If you see a red light up ahead, let the car slow gradually instead of rushing up to the light and having to come to a complete stop. If you time it right, you'll still be moving when the light turns green again. And it takes less energy (and burns less fuel) to resume speed from a "rolling start" than it does to get it going from a dead stop. On roads you travel every day, it's often possible to learn the rhythm of the lights - and pace yourself so that you never have to actually stop completely. In addition to saving some gas, you'll also reduce the wear and tear on your brakes and tires - and the money you save that way could mean an extra "free" tank or three every year.
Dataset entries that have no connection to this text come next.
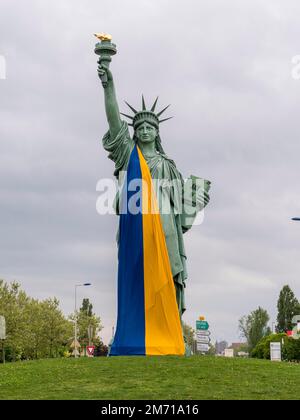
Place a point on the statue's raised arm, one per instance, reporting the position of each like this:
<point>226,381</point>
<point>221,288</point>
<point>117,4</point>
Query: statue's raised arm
<point>105,50</point>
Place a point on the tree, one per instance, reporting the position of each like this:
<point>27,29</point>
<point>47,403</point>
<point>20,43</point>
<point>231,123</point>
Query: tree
<point>254,327</point>
<point>287,307</point>
<point>34,328</point>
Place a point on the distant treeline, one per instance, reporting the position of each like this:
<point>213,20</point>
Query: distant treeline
<point>38,328</point>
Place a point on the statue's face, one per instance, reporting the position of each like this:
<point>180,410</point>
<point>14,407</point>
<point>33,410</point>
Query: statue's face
<point>146,133</point>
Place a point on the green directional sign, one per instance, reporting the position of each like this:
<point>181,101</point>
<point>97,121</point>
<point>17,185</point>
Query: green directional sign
<point>202,325</point>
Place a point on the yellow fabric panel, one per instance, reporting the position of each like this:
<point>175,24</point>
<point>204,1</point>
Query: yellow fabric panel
<point>163,332</point>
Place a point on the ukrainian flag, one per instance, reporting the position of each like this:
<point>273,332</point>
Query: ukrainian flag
<point>148,318</point>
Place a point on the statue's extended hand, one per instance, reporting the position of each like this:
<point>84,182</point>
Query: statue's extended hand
<point>105,75</point>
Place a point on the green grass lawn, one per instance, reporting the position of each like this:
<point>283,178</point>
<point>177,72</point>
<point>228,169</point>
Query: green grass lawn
<point>150,378</point>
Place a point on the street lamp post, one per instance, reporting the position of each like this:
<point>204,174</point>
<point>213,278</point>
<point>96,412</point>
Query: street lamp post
<point>75,323</point>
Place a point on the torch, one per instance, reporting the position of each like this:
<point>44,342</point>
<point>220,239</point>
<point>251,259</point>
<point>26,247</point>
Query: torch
<point>105,49</point>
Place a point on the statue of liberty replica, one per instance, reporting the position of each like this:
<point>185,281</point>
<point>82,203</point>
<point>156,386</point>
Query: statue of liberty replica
<point>156,206</point>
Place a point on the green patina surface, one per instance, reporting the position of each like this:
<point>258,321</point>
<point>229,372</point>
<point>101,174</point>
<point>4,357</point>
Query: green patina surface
<point>119,143</point>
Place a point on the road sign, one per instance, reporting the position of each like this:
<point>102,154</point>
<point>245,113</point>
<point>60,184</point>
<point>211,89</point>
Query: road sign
<point>275,350</point>
<point>203,333</point>
<point>202,325</point>
<point>2,328</point>
<point>90,350</point>
<point>202,347</point>
<point>203,339</point>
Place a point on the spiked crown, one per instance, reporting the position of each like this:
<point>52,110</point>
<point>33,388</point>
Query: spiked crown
<point>145,115</point>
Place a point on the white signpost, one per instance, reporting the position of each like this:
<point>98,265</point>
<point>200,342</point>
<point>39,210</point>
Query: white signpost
<point>202,335</point>
<point>275,351</point>
<point>2,335</point>
<point>2,328</point>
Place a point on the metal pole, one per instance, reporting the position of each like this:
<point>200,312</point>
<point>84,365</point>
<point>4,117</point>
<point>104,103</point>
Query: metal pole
<point>75,325</point>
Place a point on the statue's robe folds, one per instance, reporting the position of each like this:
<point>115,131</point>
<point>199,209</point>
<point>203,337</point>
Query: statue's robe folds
<point>174,223</point>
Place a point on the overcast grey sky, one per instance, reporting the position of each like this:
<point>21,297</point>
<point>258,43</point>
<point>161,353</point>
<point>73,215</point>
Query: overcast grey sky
<point>225,66</point>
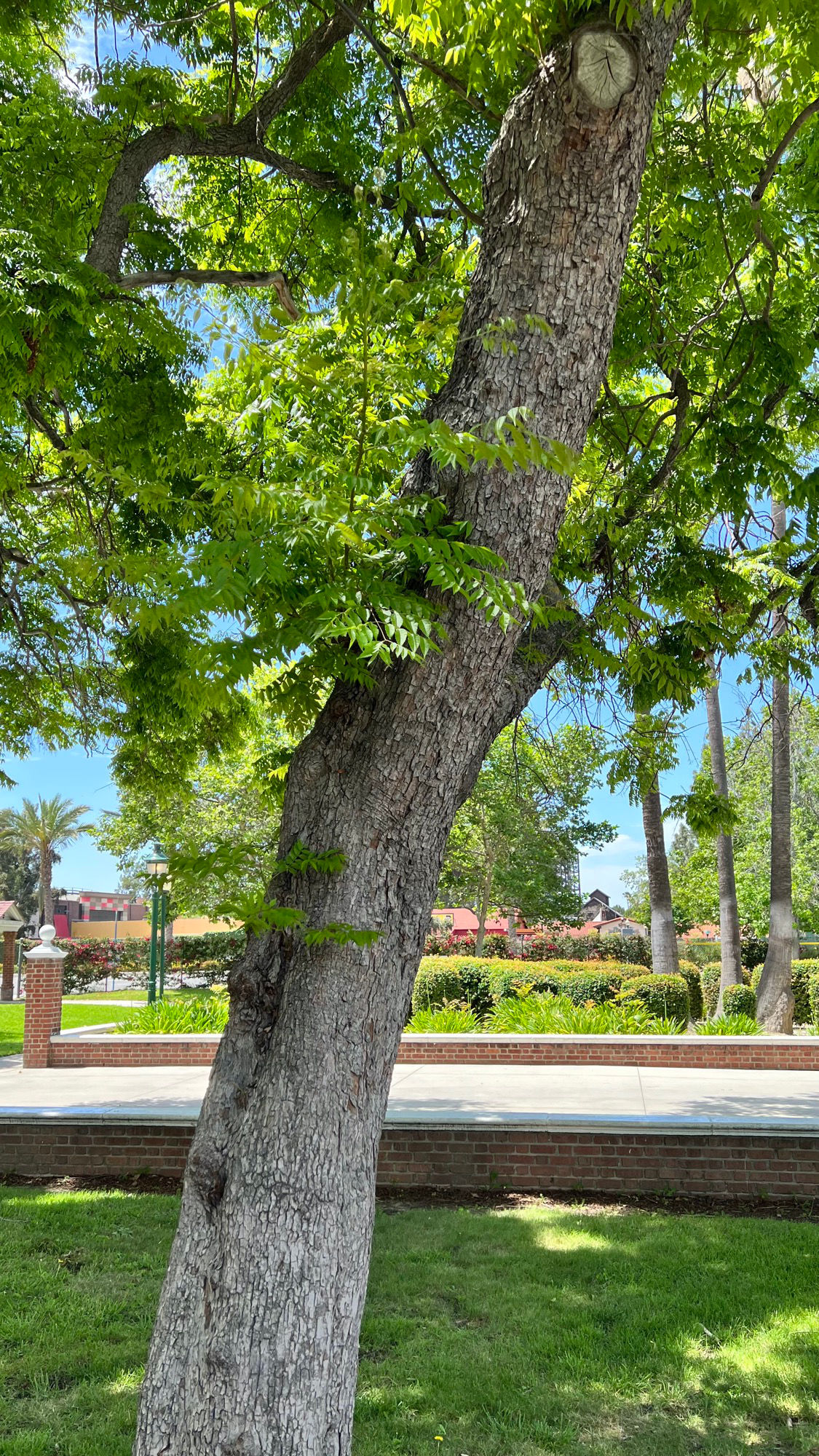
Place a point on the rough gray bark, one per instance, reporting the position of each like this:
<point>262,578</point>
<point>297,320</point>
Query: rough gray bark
<point>774,997</point>
<point>730,940</point>
<point>256,1343</point>
<point>665,956</point>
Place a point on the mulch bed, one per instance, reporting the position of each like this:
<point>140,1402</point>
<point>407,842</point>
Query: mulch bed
<point>405,1199</point>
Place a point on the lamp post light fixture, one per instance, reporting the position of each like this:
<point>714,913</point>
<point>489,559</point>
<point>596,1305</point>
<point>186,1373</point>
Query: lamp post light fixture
<point>157,870</point>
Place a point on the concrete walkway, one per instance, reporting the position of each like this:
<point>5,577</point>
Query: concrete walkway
<point>551,1097</point>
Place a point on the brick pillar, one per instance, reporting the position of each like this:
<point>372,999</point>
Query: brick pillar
<point>44,998</point>
<point>8,985</point>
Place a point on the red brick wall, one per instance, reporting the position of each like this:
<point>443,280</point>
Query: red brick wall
<point>461,1158</point>
<point>44,1010</point>
<point>717,1166</point>
<point>729,1053</point>
<point>126,1052</point>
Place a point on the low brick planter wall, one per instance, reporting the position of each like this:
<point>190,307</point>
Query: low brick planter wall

If you do have to come to a complete stop, try to anticipate the green by watching the opposing signal. Most drivers don't pay attention - and it takes them a second or so to notice the light's changed. Then they punch it to make up for the second or so they lost - wasting a lot of gas along the way. But if you're ready to get going as soon as the light goes green, it's usually possible to achieve the same result without having to floor the gas pedal. You can accelerate up to speed more gradually - yet not impede the flow of traffic. (Saving gas is great; aggravating your fellow motorists in the process isn't.)

According to the EPA and other sources, simply driving smoothly can improve overall fuel efficiency by as much as 10 percent.

On the highway, try to maintain a consistent speed. You can do this by not following other cars too closely, which leaves you sufficient cushion to gradually slow down (if need be) and then accelerate (gradually) as necessary to keep with the flow of traffic. If you have cruise control, use it.

And much as we find it tedious, it's also fuel-smart to avoid driving faster than about 55-60 mph. At speeds over 70 mph, fuel economy begins to suffer - badly. We may get where we're going more quickly (and have more fun getting there) but there's a price to be paid for the indulgence - and you'llpay it at the pump.

Keeping your tires properly inflated is another small thing that can pay big dividend - both in terms of fuel economy and tire wear.

The hypermilers have achieved some especially spectacular results using these fuel-miser techniques with hybrid cars - getting as much as 75 mpg, in the case of Texas resident (and Honda Insight driver) Chuck Thomas. One Toyota Prius owner claimed 112.2 mpg on the web site, www.greenhybrid.com - which is more than twice the generally reported "real world" mileage most Prius drivers are seeing in combined city/highway driving.

The pace may be slower - but the gas bills are lower.